On the mom front, the empty nest thing remains a mixed bag of emotions.  The kids are both old enough that even when we're home together, we aren't really together.  My son is usually holed up in his room playing video games (insisting that it is now related to his college major of software engineering, and thus qualifies as in-depth and intense study time that should not be disrupted with silliness like meals) along with making it dirtier.   The older of the two is usually busy studying (for real) for her last semester of grad school if she's home at all with her busy work and school schedule.  Me, I'm scooping the litterbox again.  Ah, the joys of motherhood.

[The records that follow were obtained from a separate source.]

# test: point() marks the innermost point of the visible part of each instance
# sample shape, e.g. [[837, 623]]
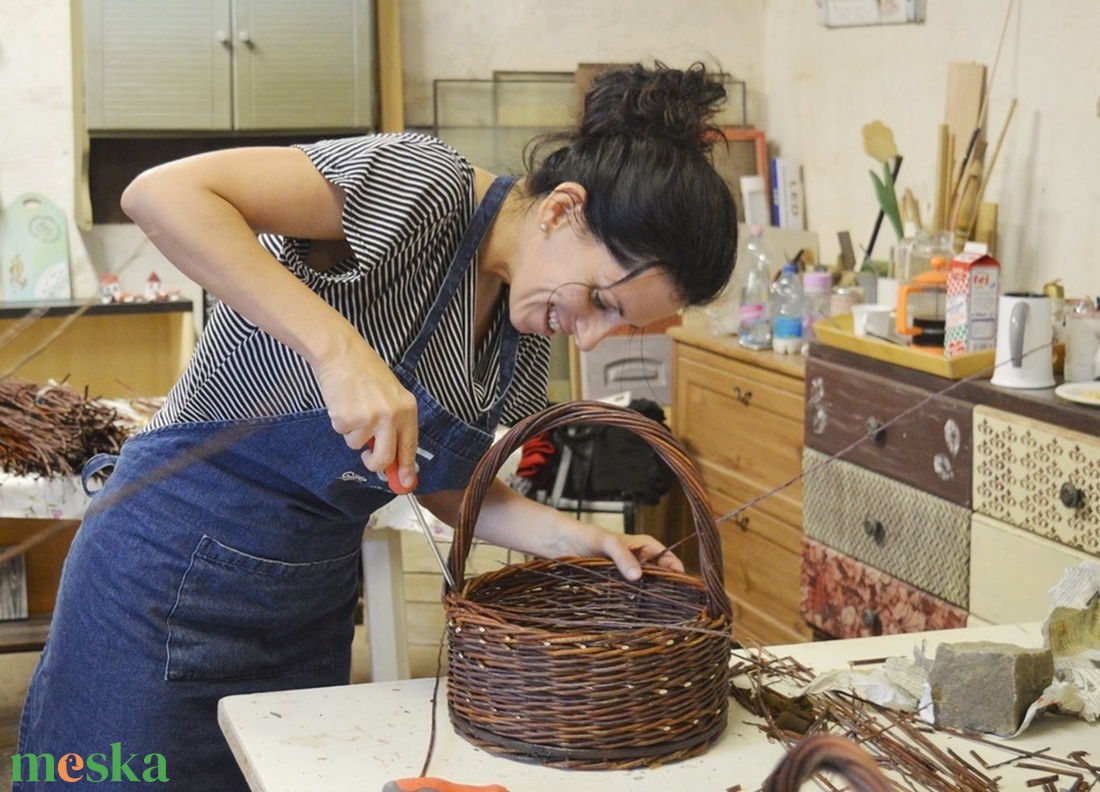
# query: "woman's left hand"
[[627, 550], [509, 519]]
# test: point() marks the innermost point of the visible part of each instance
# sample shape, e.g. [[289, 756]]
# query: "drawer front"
[[911, 535], [1037, 476], [744, 420], [760, 560], [1012, 571], [926, 440], [847, 598]]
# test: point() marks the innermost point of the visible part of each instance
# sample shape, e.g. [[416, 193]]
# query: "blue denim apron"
[[222, 558]]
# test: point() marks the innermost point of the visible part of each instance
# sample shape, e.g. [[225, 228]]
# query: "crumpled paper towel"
[[1071, 631]]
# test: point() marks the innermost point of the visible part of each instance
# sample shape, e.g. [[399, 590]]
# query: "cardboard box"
[[974, 284]]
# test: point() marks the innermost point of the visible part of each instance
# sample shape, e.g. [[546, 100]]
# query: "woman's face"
[[570, 283]]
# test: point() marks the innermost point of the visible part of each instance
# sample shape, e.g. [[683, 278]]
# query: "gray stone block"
[[987, 686]]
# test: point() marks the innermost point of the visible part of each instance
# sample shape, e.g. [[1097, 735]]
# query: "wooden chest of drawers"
[[992, 493], [893, 428], [847, 598], [1042, 477], [912, 535], [739, 415]]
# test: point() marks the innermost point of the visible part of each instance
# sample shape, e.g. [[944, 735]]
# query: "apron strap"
[[468, 248], [92, 468]]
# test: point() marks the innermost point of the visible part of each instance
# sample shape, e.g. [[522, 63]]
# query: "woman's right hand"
[[370, 407]]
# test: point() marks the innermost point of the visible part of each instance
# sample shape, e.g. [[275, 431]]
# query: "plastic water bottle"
[[816, 295], [755, 316], [787, 311]]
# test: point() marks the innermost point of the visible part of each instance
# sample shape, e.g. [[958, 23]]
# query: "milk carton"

On the art front, the week has been slow in terms of creative time.  My husband accompanied me to the Road to California quilt show which was extraordinarily crowded.  I couldn't decide which I needed more after the first aisle, an air horn or a martini.  There were a lot fewer quilts showing and a lot more vendors than in years past, but it was still worth the trip.  This week I'm busy painting a bathroom, once again with a looming party as the impetus to get something done.  I haven't painted in our house myself for about two years and had forgotten the icky stench of primer and the nausea that comes with it when in a small room with it for hours.  Blech.  The priming is done; I'll paint tomorrow.  Then I think we won't have a party for a while because this is not fun anymore.